Chiropractors recognize that their very right to practice, written into the law of virtually every jurisdiction, is granted on the assumption that chiropractic is a separate, distinct and non-duplicative healing art. During the last 20 years we’ve seen a growing pull from those who wish to blur this boundary. Whether from the MUA crowd, the Chinese medicine folks or those who believe that the ability to prescribe Motrin and Advil is what limits the cultural authority afforded “real” doctors. Assimilating into the allopathic mainstream is merely begging to board the Titanic, which while still afloat, is taking on water.

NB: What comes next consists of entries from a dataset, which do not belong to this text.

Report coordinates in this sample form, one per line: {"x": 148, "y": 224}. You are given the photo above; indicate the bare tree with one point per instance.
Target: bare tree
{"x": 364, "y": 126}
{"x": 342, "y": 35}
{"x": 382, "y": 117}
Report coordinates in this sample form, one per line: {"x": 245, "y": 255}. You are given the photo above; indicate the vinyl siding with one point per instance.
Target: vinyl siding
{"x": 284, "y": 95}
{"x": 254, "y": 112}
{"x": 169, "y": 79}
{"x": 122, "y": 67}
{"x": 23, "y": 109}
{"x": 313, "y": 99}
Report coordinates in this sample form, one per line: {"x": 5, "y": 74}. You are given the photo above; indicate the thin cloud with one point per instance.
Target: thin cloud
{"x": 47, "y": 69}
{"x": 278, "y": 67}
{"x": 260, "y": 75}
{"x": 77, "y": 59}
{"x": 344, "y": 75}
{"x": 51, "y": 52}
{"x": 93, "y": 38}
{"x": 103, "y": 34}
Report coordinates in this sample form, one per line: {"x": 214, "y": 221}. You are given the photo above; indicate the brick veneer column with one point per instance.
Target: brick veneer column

As third party reimbursement implodes and becomes increasingly reserved for serious, catastrophic health problems, practitioners who are unable to make a compelling case to patients that chiropractic is valuable enough to pay for out of their own pocket will leave the profession, solving the apparent oversupply problem. Which raises the question: Can the chiropractic profession even exist without the “price supports” offered by insurers? If not, then perhaps the chiropractic critics, skeptics and quack busters were correct all along.
The solution isn’t dabbling in weight loss, smoking cessation, nutritional counseling, anti-aging or other helpful, yet marginal support fields. Instead, the solution will come from more DCs becoming chiropractors. Because while there may be too many DCs, there’s a shortage of chiropractors. And with more chiropractors, not only is chiropractic sustainable, it would be unstoppable.